Friday: A firing at the end of the workweek theoretically leads to less commotion in the office. It’s more likely that not everyone will be in the cubes, and it’s even possible to arrange a late meeting and ensure that the termination happens after most people have gone home. This also gives both the fired employee and the rest of the office team (if they’re present when it happens) the chance to absorb the news and decompress from any angry feelings over the weekend. This is also risky, though, as it’s possible the employee feels used for having worked the whole week when it’s likely that the superiors knew at least a few days prior.

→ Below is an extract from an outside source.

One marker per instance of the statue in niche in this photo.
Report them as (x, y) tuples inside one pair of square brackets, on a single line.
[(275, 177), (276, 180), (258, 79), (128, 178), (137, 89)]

Any other day: Many HR reps and supervisors will say that you should let someone go as soon as the decision has been finalized, no matter which day it falls on. Dawdling doesn’t help anyone: it makes the employee work longer than necessary, and protracts your brooding over the task to come.
Does Time of Day Matter?
Just as there are differing ideas on which day of the week to let someone go, so too there are varying theories for time of day. Doing it in the morning gets it out of the way rather than having to think about it all day, and also keeps the employee from putting in a full workday. This can be tricky because it’s also when the office is filling up and people are getting coffee and saying hi to each other — it may cause more commotion than at other times. It’s also possible that it sets up a poor day of productivity for the whole office; will folks just be thinking about whether their own job is on the line?
The end of the day can ensure that people are filtering out of the office, and after it’s done, the employee can clean out their things with some privacy. If other employees are still present, it can give them the evening to process what’s happened rather than doing so during working hours. One negative of this may be that the employee doesn’t get a chance to say goodbye to coworkers. In my own experience, I was let go at the end of the day, but was able to say goodbye outside the office because we had developed true friendships.
Firing someone is an unpleasant experience. There’s no way around it. In spite of that, you can work to make the experience as smooth as possible, protect your company, and treat your ex-employee with courtesy on the way out. Remember, it’s not personal, it’s business.